O que é que o surpreendeu mais no mundo das drag queens?

Quase tudo me surpreendeu. Muito daquilo que ouvi a minha vida inteira em relação a travestis, tinha que ver com drogas e prostituição. Tudo errado. São pessoas normalíssimas, iguais a quaisquer outras. Têm família, um trabalho altamente profissional, têm relações, enfim, uma vida. Eles são entertainers e só querem divertir as pessoas nos espetáculos que fazem, claro, sempre, com um enorme sentido de responsabilidade social. Ao nível técnico, o que mais me surpreendeu foi o tempo da caracterização. Uma das personagens demora praticamente cinco horas a preparar-se. É louvável, a paciência! Depois, claro, há uma pergunta que toda a gente faz: "Se eles são homens, como criam a ilusão de uma vagina?" Isso também é surpreendente, acreditem. E nós revelamos na reportagem.

Como é que foram recebidos nas discotecas e bares onde eles dão espetáculos?

Super bem recebidos. Criámos uma ligação muito próxima com muitas pessoas. E sentimos algo muito bom. Durante as gravações, muitas pessoas vinham ter connosco e diziam: "Finalmente uma grande reportagem sobre drag queens na televisão portuguesa". Isto porque quem não conhece associa a temática quase a um submundo, super secreto e inacessível. Mas não é nada disso. Até porque, cada vez mais, vai-se falando do assunto, por exemplo, o Pabllo Vittar, que, de um momento para o outro, se tornou numa estrela drag em todo o mundo latino. Só há uma diferença: é que as drags da minha reportagem não cantam, só dançam e fazem um espetáculo de entretimento, comédia, basicamente.

E as famílias destes homens, aceitam?

Essa é uma questão mais complicada. Os três são homossexuais, o que já pode ser difícil de gerir para algumas famílias. Pior é quando escolhem ser transformistas, uma profissão que rompe com os conceitos comuns daquilo que é o género masculino e o género feminino. Na reportagem, há famílias que aceitam e outras que têm mais dificuldade. A forma como, sobretudo as mães, olham para estes filhos é surpreendente, mas isso não posso contar. A história completa só no Jornal das 8, na terça-feira.

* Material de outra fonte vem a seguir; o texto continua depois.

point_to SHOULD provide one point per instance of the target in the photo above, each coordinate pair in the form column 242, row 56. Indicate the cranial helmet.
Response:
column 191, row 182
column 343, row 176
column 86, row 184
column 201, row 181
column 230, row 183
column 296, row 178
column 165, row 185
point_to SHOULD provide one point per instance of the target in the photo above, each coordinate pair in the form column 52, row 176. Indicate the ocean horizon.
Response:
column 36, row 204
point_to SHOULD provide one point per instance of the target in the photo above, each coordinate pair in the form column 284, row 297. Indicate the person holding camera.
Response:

O que é que os telespectadores da TVI podem esperar desta reportagem?

Bem, vai ser uma reportagem para rir muito, mesmo a sério, para chorar também, por causa das histórias de vida deles, mas vai ser, sobretudo, uma reportagem para pensar. Para pensar a forma como olhamos para a diferença e como respeitamos a liberdade individual dos nossos pares. Estes homens são livres, a liberdade deles não viola a de ninguém, então, têm o direito de fazer o que quiserem sem serem discriminados, sobretudo, quando aquilo que fazem, muitas vezes, até contribui para a felicidade, para a diversão e para o bem-estar de tantos outros.